Tandems of susC and susD genes in ‘G. forsetii’ are frequently associated with CAZyme genes (45%; Bauer et al., 2006). However, only few SusD-like proteins from GH-associated PULs were expressed under the tested conditions (44%, in contrast to 82% in non-GH-containing operons). Such GH-linked susD-like genes belonged to (I) the alginate and laminarin PUL (GFO_1154 and 3464) and were also associated with genes for (II) an alpha-amylase (GH13; SusD-like GFO_2139) and (III) a fructan-specific hydrolase (GH32; SusD-like GFO_0011). The GH32-associated susD-like gene belongs to an operon (GFO_0008-11, Supplementary Figure S6, Supplementary Table S9) that comprises a glucose-specific TBDR gene (GFO_0010). Surprisingly, the GH13-associated susD-like gene is linked to an aforementioned laminarin-induced susC-like gene (GFO_2138), which is part of a 1,4-alpha-glucan utilizing PUL (GFO_2129-41; Figure 5, Supplementary Table S9).

Figure 5
figure5

Proposed pathway for the decomposition of alpha-1,4-glucans in ‘G. forsetii’ (a), organization of the cluster and its protein profile (b). (a) An alpha-1,4-linked glucose-polymer (glycogen, starch and amylose) is converted into oligomeric dextrin (by GH13 alpha-amylase, GFO_2132, GFO_2141 or GFO_2133), dimeric maltose (by dextrinase function of GFO_2133), glucose 1-phosphate (Glc-1P; by GH65 maltose phosphorylase, GFO_2134) and finally glucose-6-phosphate (Glc-6P; by PgmB, GFO_2135). The latter metabolite can be directly used by glycolysis and metabolized into pyruvate (Pyr). (b) Intracellular components contained in the operon located upstream were upregulated in both glucose- and laminarin-supplied cultures (†, highest protein quantity changes in glucose-grown cultures), whereas membrane proteins of the downstream located operon exhibited upregulation particularly in laminarin-grown cultures (‡P<0.01). Except for the two alpha-amylases (GFO_2132 and GFO_2141) and the LacI family regulator, all genes were found to be expressed in this proteome study. According to the predicted subcellular localization, log2 ratio values are shown for the respective subcellular fraction of each identified protein (error bars: s.d.; protein ratios: see Supplementary Table S9). Locus tags are given as numbers below the genes. hyp, hypothetical protein; gapA, glyceraldehyde-3-phosphate dehydrogenase A; pfkA, 6-phosphofructokinase; gh, glycoside hydrolase family; pgmB, beta-phosphoglucomutase; mfs, MFS permease—possibly alpha-glucoside transporter; lacI, LacI family transcriptional regulator; susC, SusC-like TBDR; susD, SusD-family protein; susE, putative SusE-like protein.

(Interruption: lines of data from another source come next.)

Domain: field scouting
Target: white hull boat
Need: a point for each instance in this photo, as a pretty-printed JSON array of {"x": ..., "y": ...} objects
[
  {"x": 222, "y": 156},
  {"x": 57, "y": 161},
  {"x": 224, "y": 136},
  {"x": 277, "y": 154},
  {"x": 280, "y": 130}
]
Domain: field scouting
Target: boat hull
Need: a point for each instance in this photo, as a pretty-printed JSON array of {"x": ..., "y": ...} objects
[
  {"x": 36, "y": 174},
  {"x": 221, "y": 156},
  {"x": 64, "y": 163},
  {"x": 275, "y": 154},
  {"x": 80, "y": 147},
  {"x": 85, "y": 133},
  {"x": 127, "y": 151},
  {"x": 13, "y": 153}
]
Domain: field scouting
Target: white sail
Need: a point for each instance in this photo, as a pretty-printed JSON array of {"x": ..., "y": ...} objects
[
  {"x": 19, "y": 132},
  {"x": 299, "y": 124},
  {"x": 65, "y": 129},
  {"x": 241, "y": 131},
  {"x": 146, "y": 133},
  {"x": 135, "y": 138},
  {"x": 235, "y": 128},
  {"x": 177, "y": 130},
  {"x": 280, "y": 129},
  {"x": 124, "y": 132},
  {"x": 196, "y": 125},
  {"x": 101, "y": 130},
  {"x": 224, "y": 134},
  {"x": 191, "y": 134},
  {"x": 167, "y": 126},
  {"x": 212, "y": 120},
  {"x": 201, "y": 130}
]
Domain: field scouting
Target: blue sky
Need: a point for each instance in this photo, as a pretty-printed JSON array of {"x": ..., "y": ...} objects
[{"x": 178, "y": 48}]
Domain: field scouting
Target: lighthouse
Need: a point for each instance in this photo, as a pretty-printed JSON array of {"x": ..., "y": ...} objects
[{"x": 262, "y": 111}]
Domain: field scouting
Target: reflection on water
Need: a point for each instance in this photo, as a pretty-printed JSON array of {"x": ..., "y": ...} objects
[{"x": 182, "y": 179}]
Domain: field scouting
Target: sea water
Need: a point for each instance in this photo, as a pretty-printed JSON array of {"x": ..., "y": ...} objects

Among the group of inner membrane transporters, differential expression was detected for three genes of the major facilitator superfamily (MFS) transporters (5 of 18 genes identified on protein level). On the basis of their annotation, the regulated secondary carriers are specific for hexuronate/hexarate (GFO_1159, upregulated in alginate), alpha-glucosides and galactose/glucose (GFO_2136 and 3326, both exclusively detected in glucose cultures). In contrast, high numbers of ATP-binding cassette (ABC) transporters (20 of 28 genes) were found in the proteome of all examined substrates, but exhibited relatively constant, and therefore substrate-independent, expression levels. Like other marine Bacteroidetes, ABC transporters of ‘G. forsetii’ almost entirely lack periplasmic solute-binding proteins that usually mediate substrate specificity (Bauer et al., 2006). This stands in stark contrast to the expression of such periplasmic-binding proteins in Alphaproteobacteria, which was recently found in a metaproteomic study of Antarctic surface waters (Williams et al., 2012), and might indicate a housekeeping function of ABC transporters in ‘G. forsetii’.

CAZymes

GTs participate in the biosynthesis of glycans and glycoconjugates that mediate various functions such as surface adhesion, biofilm formation, signaling or energy and carbon storage (Taniguchi et al., 2002). Genome analyses of several marine Bacteroidetes (Bauer et al., 2006; Fernández-Gómez et al., 2013) have shown high abundances of GT genes. Of the 60 genes predicted for ‘G. forsetii’ (Bauer et al., 2006), 39 were proteomically identified in this study, with a dominance of the families GT1 and GT2. Probably owing to their basic cellular function, expression of GTs was similar under all substrate conditions.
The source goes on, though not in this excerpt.